David de Caires loved these exchanges, and delighted in the easy way that Guyanese from every social, religious and political background held forth on these occasions. The conversation was often passionate but never less than civil. For a few hours it felt as though Georgetown had gone back to the late fifties and early sixties, before politics had consumed everything else and split a thousand rooms like this one along apparently irreconcilable racial and ideological lines. By the end of the evening he would be happily exhausted, and puzzled anew by the contrast between the warmth, intelligence and human variety inside his living room and the general torpor of the society that produced them. If an Old Year’s afternoon could be passed in such pleasant diversions, why did everything feel so out of joint the following day?

Throughout his long stewardship, de Caires hoped that Stabroek News would rekindle the energies that animated these discussions. However much the governments of the day may have felt that he stood against them, the truth was much simpler and less flattering than that: he felt that in Guyana politics had become the problem – at least the excessively partisan, crab-barrel variety that prevailed here. In his lifetime, the political culture had degenerated into a shouting match that had driven almost the entire middle-class abroad and neglected the human development of an entire generation. He often lamented the fact that he had found his calling as a newspaperman thirty years too late – at least in terms of the energy required to keep everything going from day to day – but de Caires still hoped that a paper of record could shape exchanges that went beyond the usual finger-pointing and name-calling. To this end, he willingly spent thousands of hours sifting through letters that were often rambling, poorly phrased and inadvertently hectoring, so long as he believed that the author was in good faith. Page by page, he dreamed that the paper’s editorials and letter columns might reinvigorate the national conversation, strengthen civil society to the point at which it might de-politicise daily life for good, and wean the public off the idea that politicians alone could, would or should determine our future.

The worldly skepticism he had gathered from a Jesuit education and a quarter of a century of legal work prepared him well for the repeated assaults on his paper’s independence, but Mr de Caires never came to terms with the moral and intellectual laziness that had overtaken so much of what passed for public discussion in Guyana. When his spirits were flagging, nothing restored him faster than a thoughtful comment from a bypasser in the street, or from one of his regular companions during walks in the National Park. When someone took the time to make a considered complaint about the way a story had been reported, or to agree or dissent with an editorial position, he came away thrilled that his readers were engaged, that they cared about the facts, that the nuts and bolts of life in Guyana still mattered to them. Over the years these exchanges deepened his conviction that this country would only become a mature democracy when enough of our so-called ordinary citizens were prepared to rescue our politicians from themselves.
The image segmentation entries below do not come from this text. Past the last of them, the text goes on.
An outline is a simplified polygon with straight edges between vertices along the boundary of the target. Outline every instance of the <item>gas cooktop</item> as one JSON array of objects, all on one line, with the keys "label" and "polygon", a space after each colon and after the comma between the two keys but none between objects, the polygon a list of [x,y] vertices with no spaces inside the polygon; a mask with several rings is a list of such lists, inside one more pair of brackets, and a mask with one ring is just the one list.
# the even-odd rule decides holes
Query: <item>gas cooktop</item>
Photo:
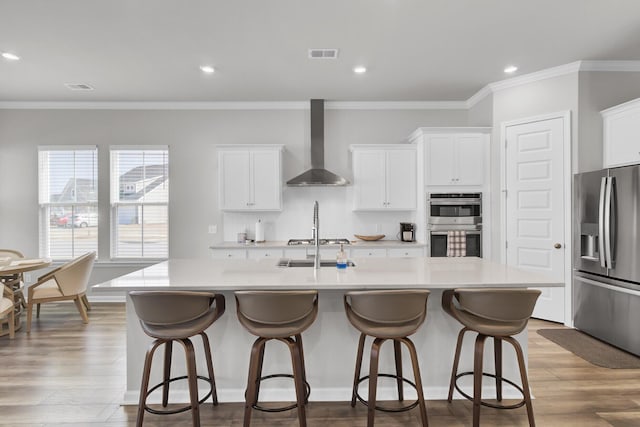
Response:
[{"label": "gas cooktop", "polygon": [[[348,245],[350,243],[351,242],[349,242],[349,239],[320,239],[321,245]],[[287,245],[313,245],[313,239],[289,239]]]}]

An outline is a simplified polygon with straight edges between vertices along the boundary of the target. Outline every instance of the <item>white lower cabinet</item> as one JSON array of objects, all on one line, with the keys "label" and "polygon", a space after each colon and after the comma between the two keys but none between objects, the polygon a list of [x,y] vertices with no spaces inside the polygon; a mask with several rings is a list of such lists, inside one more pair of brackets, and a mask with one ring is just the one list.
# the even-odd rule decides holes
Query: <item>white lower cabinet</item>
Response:
[{"label": "white lower cabinet", "polygon": [[391,248],[387,255],[391,258],[423,257],[424,248]]},{"label": "white lower cabinet", "polygon": [[249,259],[263,259],[263,258],[282,258],[283,251],[278,248],[271,249],[249,249],[247,250]]},{"label": "white lower cabinet", "polygon": [[244,259],[246,249],[211,249],[211,258],[215,259]]}]

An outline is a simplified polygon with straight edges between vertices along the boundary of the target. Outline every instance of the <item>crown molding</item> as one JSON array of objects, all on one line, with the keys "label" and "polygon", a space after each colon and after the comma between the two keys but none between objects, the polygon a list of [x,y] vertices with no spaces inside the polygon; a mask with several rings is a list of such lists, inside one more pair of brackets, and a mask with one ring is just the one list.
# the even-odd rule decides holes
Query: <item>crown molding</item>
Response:
[{"label": "crown molding", "polygon": [[346,102],[328,101],[329,110],[465,110],[466,101],[380,101]]},{"label": "crown molding", "polygon": [[[466,101],[327,101],[329,110],[467,110],[486,96],[524,84],[588,71],[640,72],[640,61],[575,61],[489,83]],[[308,101],[75,102],[4,101],[0,110],[308,110]]]},{"label": "crown molding", "polygon": [[[464,110],[465,101],[329,101],[329,110]],[[0,102],[4,110],[308,110],[308,101],[293,102]]]},{"label": "crown molding", "polygon": [[640,61],[580,61],[580,71],[640,72]]}]

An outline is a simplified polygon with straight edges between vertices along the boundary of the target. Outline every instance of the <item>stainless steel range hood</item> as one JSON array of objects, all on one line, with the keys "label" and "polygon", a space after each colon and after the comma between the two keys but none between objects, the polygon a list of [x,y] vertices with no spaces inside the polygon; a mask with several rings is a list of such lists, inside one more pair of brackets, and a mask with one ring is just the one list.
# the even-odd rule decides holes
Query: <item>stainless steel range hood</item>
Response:
[{"label": "stainless steel range hood", "polygon": [[324,99],[311,100],[311,169],[287,181],[293,187],[340,186],[349,181],[324,168]]}]

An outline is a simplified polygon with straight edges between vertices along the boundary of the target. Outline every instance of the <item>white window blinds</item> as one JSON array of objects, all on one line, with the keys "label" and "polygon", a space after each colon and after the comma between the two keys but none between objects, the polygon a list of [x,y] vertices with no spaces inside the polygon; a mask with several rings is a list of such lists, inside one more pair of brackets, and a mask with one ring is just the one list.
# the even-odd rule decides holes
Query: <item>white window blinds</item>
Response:
[{"label": "white window blinds", "polygon": [[112,147],[112,258],[167,258],[168,212],[168,147]]},{"label": "white window blinds", "polygon": [[41,256],[98,250],[97,160],[95,146],[38,147]]}]

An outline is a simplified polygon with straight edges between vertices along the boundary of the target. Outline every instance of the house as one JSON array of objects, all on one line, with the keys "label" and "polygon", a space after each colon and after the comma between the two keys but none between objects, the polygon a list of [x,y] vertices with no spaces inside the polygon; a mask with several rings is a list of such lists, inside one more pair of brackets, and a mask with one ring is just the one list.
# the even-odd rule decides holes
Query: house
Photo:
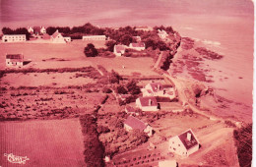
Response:
[{"label": "house", "polygon": [[153,30],[153,28],[151,28],[151,27],[136,27],[135,30],[150,31],[150,30]]},{"label": "house", "polygon": [[159,161],[159,167],[177,167],[176,160]]},{"label": "house", "polygon": [[3,42],[23,42],[26,41],[26,34],[4,34]]},{"label": "house", "polygon": [[142,111],[158,111],[159,104],[154,96],[139,97],[136,99],[136,107]]},{"label": "house", "polygon": [[52,43],[66,43],[65,38],[62,36],[58,29],[50,36],[50,40],[52,41]]},{"label": "house", "polygon": [[42,34],[46,33],[46,28],[45,28],[44,27],[41,27],[40,32],[41,32]]},{"label": "house", "polygon": [[88,35],[88,36],[83,36],[83,40],[106,40],[105,35]]},{"label": "house", "polygon": [[140,42],[142,40],[141,36],[133,36],[133,38],[137,41]]},{"label": "house", "polygon": [[158,29],[159,30],[159,36],[161,38],[161,39],[165,39],[167,36],[168,36],[168,33],[165,31],[165,30],[163,30],[163,29]]},{"label": "house", "polygon": [[169,139],[168,150],[170,152],[181,156],[189,156],[198,149],[199,141],[191,129]]},{"label": "house", "polygon": [[176,97],[174,87],[163,87],[160,83],[150,83],[141,89],[143,96],[159,96],[173,99]]},{"label": "house", "polygon": [[7,54],[6,55],[7,67],[22,67],[24,62],[24,55],[22,54]]},{"label": "house", "polygon": [[116,56],[122,56],[127,46],[125,45],[114,45],[114,54]]},{"label": "house", "polygon": [[130,105],[126,105],[124,111],[125,111],[127,114],[129,114],[129,115],[137,115],[137,116],[139,115],[139,113],[136,112],[136,110],[135,110],[133,107],[131,107]]},{"label": "house", "polygon": [[131,130],[140,130],[140,132],[146,133],[149,137],[153,134],[153,129],[149,124],[144,123],[133,116],[128,116],[124,121],[124,129],[128,132]]},{"label": "house", "polygon": [[144,42],[139,42],[139,43],[130,43],[129,44],[130,49],[142,51],[145,50],[145,43]]}]

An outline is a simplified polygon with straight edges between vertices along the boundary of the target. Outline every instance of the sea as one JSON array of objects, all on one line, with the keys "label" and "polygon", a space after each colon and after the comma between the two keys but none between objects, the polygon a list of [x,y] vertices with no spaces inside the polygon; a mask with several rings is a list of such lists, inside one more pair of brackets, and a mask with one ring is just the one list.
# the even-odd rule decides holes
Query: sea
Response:
[{"label": "sea", "polygon": [[[0,28],[86,23],[112,28],[171,26],[182,36],[200,40],[224,56],[213,64],[220,66],[229,80],[212,85],[219,93],[252,108],[251,0],[0,0]],[[251,117],[252,109],[244,112]]]}]

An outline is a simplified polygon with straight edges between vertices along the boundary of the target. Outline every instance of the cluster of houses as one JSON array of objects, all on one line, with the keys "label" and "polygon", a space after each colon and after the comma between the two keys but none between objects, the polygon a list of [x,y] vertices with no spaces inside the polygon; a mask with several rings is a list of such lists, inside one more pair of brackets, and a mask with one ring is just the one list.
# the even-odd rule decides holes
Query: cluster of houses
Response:
[{"label": "cluster of houses", "polygon": [[[160,107],[156,97],[167,97],[169,99],[175,98],[174,88],[163,87],[160,83],[148,84],[141,90],[143,97],[136,99],[136,107],[140,108],[142,111],[158,111]],[[148,123],[136,118],[139,113],[136,113],[136,110],[133,107],[127,105],[125,107],[125,112],[129,114],[128,118],[124,122],[124,128],[126,131],[138,129],[141,132],[146,133],[149,137],[154,134],[153,128]],[[199,140],[191,129],[168,139],[168,150],[180,156],[187,157],[196,152],[199,147]]]}]

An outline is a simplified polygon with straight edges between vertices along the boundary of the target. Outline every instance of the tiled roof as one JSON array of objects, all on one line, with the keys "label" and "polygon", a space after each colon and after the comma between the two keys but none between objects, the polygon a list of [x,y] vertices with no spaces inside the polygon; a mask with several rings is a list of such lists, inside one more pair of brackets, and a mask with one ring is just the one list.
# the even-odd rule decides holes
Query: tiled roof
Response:
[{"label": "tiled roof", "polygon": [[[153,97],[153,96],[140,97],[139,100],[140,100],[141,105],[143,107],[146,107],[146,106],[158,106],[157,99],[155,97]],[[151,104],[150,104],[150,102],[151,102]]]},{"label": "tiled roof", "polygon": [[128,116],[127,120],[125,120],[124,124],[128,125],[132,129],[144,131],[147,128],[147,124],[145,124],[143,121],[139,120],[138,118],[135,118],[133,116]]},{"label": "tiled roof", "polygon": [[140,42],[140,43],[131,43],[132,47],[145,47],[145,43],[144,42]]},{"label": "tiled roof", "polygon": [[117,53],[122,53],[122,51],[125,51],[125,45],[115,45],[114,47]]},{"label": "tiled roof", "polygon": [[[157,92],[159,90],[161,90],[162,89],[162,85],[160,83],[151,83],[150,84],[152,89],[154,92]],[[159,89],[160,88],[160,89]]]},{"label": "tiled roof", "polygon": [[6,59],[19,59],[23,60],[24,56],[22,54],[7,54]]},{"label": "tiled roof", "polygon": [[[191,134],[191,139],[187,139],[187,134]],[[190,149],[193,146],[197,145],[199,142],[197,141],[196,138],[194,137],[194,134],[192,133],[192,130],[188,130],[185,133],[178,136],[181,142],[184,144],[186,149]]]}]

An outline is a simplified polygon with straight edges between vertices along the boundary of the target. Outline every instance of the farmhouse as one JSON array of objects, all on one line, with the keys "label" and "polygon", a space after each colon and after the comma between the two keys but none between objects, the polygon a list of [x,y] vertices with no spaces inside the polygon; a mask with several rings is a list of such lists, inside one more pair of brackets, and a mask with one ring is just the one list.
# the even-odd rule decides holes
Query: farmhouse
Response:
[{"label": "farmhouse", "polygon": [[114,54],[116,56],[122,56],[127,46],[125,45],[114,45]]},{"label": "farmhouse", "polygon": [[66,43],[68,41],[71,41],[70,37],[63,37],[63,35],[59,32],[57,29],[50,37],[50,40],[52,43]]},{"label": "farmhouse", "polygon": [[124,129],[128,132],[137,129],[140,130],[140,132],[146,133],[149,137],[151,137],[153,134],[153,129],[149,124],[144,123],[143,121],[133,116],[128,116],[127,120],[125,120]]},{"label": "farmhouse", "polygon": [[141,89],[143,96],[159,96],[175,98],[175,89],[173,87],[163,87],[160,83],[150,83],[145,88]]},{"label": "farmhouse", "polygon": [[199,149],[199,141],[191,129],[169,139],[170,152],[181,156],[189,156]]},{"label": "farmhouse", "polygon": [[135,30],[150,31],[150,30],[153,30],[153,28],[151,28],[151,27],[136,27]]},{"label": "farmhouse", "polygon": [[106,36],[105,35],[88,35],[88,36],[83,36],[83,40],[105,40]]},{"label": "farmhouse", "polygon": [[161,38],[161,39],[165,39],[167,36],[168,36],[168,33],[165,31],[165,30],[163,30],[163,29],[158,29],[159,30],[159,36]]},{"label": "farmhouse", "polygon": [[22,54],[7,54],[6,55],[7,67],[22,67],[24,62],[24,55]]},{"label": "farmhouse", "polygon": [[4,34],[3,42],[23,42],[26,41],[26,34]]},{"label": "farmhouse", "polygon": [[145,43],[144,42],[130,43],[129,48],[138,50],[138,51],[142,51],[142,50],[145,50]]},{"label": "farmhouse", "polygon": [[154,96],[139,97],[136,99],[136,107],[142,111],[158,111],[158,102]]}]

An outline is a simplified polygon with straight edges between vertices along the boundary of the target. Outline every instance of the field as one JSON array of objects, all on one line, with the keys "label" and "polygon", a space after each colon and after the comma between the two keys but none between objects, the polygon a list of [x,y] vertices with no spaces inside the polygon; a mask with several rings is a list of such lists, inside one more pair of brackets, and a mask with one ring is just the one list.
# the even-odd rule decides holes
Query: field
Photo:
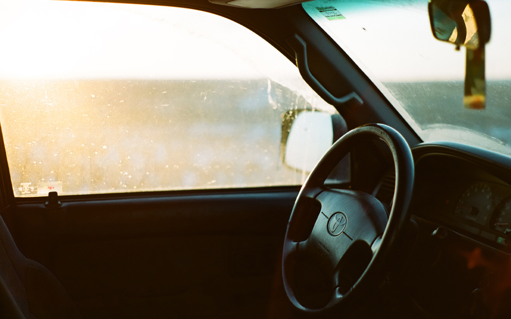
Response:
[{"label": "field", "polygon": [[[511,144],[511,81],[484,110],[460,82],[385,83],[422,128],[460,126]],[[310,108],[267,80],[0,81],[17,195],[300,184],[281,162],[282,115]]]}]

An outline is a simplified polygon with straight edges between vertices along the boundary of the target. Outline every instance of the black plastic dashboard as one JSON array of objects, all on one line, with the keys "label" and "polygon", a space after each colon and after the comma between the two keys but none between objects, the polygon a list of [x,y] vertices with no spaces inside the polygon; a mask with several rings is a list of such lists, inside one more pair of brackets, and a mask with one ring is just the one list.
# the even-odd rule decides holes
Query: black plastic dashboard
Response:
[{"label": "black plastic dashboard", "polygon": [[511,252],[511,158],[448,142],[413,153],[412,214]]}]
Yesterday the editor-in-Chief’s house was silent and his family and closest friends felt his loss more keenly because of it. Fortunately, the longest conversation of his life is still going on in these pages and the people whose opinions most interested him remain an active part of the dialogue. Whether his hopes for this newspaper, and for the society it observes, are ever fully realized will now depend largely on how that conversation is continued by our readers. David de Caires would not have had it any other way.